Should I avoid exploring childhood pain?
It’s hard for me to mention my parents and childhood pain in the same sentence.
Is it insulting??
For a few years now I’ve invested a lot of energy reflecting on who I am and who I want to be. I’m learning that a big part of what shapes me as an adult are the experiences I had as a child. I’m also learning that it is important for me to be honestly thorough when I reflect on my childhood.
It’s not easy for me to take a deep, honest look at my childhood because I fear exploring emotional pain. I fear that if I find pain in my past that I will be guilty of blaming and shaming my parents. My thinking goes, “Yikes!! How can I blame my parents?!! My parents gave me so much! It would be an act of betrayal to bring up childhood pain in light of ALL that they did for me.”
Both Positive AND Negative Legacy
Although I can tend to feel guilty about it, I want to learn to accept that my parents are like me: they have issues. They passed on to me both positive legacy and negative legacy. They taught me some healthy AND some UNhealthy ways of coping with life.
It will be the same with my kids — I will pass on both good and bad.
Fostering Self-Compassion
I want to start believing that it is NOT a parent’s job to be perfect.

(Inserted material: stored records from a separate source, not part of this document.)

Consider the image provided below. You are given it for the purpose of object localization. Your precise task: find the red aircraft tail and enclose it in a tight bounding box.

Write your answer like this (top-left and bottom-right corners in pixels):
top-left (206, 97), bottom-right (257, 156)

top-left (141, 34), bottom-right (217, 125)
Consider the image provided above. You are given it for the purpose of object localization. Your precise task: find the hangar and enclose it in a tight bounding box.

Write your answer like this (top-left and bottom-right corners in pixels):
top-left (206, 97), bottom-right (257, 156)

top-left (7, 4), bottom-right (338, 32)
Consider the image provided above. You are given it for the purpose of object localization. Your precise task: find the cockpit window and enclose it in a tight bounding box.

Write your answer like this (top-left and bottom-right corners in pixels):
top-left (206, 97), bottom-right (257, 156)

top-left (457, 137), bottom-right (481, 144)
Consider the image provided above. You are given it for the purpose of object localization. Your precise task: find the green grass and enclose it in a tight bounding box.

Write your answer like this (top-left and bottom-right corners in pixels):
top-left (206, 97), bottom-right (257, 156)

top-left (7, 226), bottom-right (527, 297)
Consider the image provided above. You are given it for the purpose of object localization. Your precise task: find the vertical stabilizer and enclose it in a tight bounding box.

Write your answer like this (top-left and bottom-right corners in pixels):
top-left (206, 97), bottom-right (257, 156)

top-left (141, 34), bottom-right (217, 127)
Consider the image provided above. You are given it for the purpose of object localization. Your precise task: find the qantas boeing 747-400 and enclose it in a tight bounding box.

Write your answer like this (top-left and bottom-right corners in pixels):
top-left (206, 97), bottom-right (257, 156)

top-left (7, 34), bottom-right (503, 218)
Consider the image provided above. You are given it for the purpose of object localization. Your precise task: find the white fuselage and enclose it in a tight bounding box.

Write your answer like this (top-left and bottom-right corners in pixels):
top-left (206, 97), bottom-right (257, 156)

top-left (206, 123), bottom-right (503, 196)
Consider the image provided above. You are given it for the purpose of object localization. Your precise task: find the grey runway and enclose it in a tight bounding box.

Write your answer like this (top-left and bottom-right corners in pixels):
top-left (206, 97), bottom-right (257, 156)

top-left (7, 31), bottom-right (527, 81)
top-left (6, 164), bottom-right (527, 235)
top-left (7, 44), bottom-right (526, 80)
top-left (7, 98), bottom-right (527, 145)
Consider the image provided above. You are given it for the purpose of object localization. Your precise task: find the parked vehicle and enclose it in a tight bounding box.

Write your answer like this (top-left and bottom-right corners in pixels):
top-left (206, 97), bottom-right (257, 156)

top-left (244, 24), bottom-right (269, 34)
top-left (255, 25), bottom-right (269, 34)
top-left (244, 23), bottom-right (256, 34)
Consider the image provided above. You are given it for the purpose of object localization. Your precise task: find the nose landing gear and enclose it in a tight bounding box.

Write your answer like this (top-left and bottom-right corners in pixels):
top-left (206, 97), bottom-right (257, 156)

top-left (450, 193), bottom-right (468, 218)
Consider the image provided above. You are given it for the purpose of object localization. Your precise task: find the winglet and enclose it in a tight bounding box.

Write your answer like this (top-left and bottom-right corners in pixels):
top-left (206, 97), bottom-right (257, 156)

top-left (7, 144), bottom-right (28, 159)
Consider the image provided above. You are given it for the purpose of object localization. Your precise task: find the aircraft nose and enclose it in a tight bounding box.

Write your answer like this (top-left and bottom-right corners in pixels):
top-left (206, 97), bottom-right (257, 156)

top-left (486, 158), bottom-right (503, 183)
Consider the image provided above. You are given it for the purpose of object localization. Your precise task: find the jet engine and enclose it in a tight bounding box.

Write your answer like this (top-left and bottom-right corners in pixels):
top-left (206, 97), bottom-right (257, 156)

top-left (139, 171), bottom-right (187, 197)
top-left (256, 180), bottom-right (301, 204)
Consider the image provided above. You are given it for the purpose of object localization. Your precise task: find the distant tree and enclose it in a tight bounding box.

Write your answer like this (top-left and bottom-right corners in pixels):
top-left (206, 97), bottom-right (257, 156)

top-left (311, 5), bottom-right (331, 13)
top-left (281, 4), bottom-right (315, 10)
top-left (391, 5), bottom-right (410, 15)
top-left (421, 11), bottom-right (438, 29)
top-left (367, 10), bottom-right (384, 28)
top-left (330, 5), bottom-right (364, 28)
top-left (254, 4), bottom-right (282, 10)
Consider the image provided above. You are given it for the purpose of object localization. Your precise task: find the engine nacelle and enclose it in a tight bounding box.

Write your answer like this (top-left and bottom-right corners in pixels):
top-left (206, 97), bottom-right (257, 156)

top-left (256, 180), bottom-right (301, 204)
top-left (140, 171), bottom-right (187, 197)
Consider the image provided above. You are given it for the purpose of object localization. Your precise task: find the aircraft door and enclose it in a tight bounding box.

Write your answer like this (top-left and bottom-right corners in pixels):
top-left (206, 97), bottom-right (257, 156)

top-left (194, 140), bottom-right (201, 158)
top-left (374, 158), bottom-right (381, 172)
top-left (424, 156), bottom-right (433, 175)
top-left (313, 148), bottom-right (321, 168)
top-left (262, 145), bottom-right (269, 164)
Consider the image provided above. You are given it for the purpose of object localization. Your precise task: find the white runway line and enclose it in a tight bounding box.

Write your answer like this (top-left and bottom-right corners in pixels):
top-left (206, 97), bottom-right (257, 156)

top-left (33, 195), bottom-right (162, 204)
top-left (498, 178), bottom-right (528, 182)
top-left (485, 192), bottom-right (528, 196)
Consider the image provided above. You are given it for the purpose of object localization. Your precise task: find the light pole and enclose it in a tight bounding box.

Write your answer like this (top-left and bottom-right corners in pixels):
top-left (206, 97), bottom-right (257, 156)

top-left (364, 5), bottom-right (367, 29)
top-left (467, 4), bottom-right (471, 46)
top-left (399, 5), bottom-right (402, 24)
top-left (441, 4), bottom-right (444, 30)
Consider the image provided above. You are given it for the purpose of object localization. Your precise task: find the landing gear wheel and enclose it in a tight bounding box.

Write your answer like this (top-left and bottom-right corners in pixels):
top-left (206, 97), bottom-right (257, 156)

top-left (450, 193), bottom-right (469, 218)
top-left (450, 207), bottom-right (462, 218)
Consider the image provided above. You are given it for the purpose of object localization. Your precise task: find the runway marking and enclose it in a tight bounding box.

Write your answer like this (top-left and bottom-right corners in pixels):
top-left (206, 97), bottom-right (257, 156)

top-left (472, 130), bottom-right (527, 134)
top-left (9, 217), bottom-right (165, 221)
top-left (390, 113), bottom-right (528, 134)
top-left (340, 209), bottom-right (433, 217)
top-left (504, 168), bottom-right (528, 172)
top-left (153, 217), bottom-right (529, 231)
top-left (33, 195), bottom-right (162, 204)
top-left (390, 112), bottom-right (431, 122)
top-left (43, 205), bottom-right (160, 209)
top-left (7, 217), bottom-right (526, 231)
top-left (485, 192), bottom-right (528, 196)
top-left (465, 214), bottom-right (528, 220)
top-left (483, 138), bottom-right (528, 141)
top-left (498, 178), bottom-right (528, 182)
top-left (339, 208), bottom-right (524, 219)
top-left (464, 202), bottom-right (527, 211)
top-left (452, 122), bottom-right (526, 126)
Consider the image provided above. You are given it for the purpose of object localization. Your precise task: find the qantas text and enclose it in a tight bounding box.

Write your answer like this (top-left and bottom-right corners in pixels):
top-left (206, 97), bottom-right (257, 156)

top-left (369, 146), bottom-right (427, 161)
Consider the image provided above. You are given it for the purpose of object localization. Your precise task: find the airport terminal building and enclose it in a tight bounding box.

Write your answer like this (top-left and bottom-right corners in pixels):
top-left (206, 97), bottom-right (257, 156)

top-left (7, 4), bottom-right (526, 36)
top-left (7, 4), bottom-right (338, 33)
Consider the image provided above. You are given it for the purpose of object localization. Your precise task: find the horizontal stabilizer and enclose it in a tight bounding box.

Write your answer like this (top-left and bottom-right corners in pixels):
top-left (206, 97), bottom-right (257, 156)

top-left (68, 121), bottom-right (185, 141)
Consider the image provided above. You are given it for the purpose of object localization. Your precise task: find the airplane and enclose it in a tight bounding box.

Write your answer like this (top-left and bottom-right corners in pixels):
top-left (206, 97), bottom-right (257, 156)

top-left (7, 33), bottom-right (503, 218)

I don’t have to protect my parents by avoiding the exploration of the painful parts of my childhood.
My parents didn’t need to be perfect for me. It wasn’t their job to fight my future emotional battles.
Their perfection wasn’t supposed to carve out a pain-free life for me.
I want to accept that life has joys and sorrows for everybody. Every person fights hard battles. So I can honestly reflect about childhood pain and at the same time have compassion for myself and others (including my parents).
Not everything is my parent’s fault.
For the record — I don’t have the belief that all of my childhood pain is my parents’ fault.
I wrote a post on this website about being a pastor’s kid. I mentioned that it made me feel pressure to be perfect. Even so…I don’t think that my dad should have avoided being a pastor. I also don’t think my dad was a bad pastor or a bad person.
My point is…there were some awesome and some NOT awesome parts of my childhood. And that’s okay and it’s NOT my parent’s fault. (hehe — there’s a ton that is actually MY fault. Yeah — I definitely made some choices that I regret.)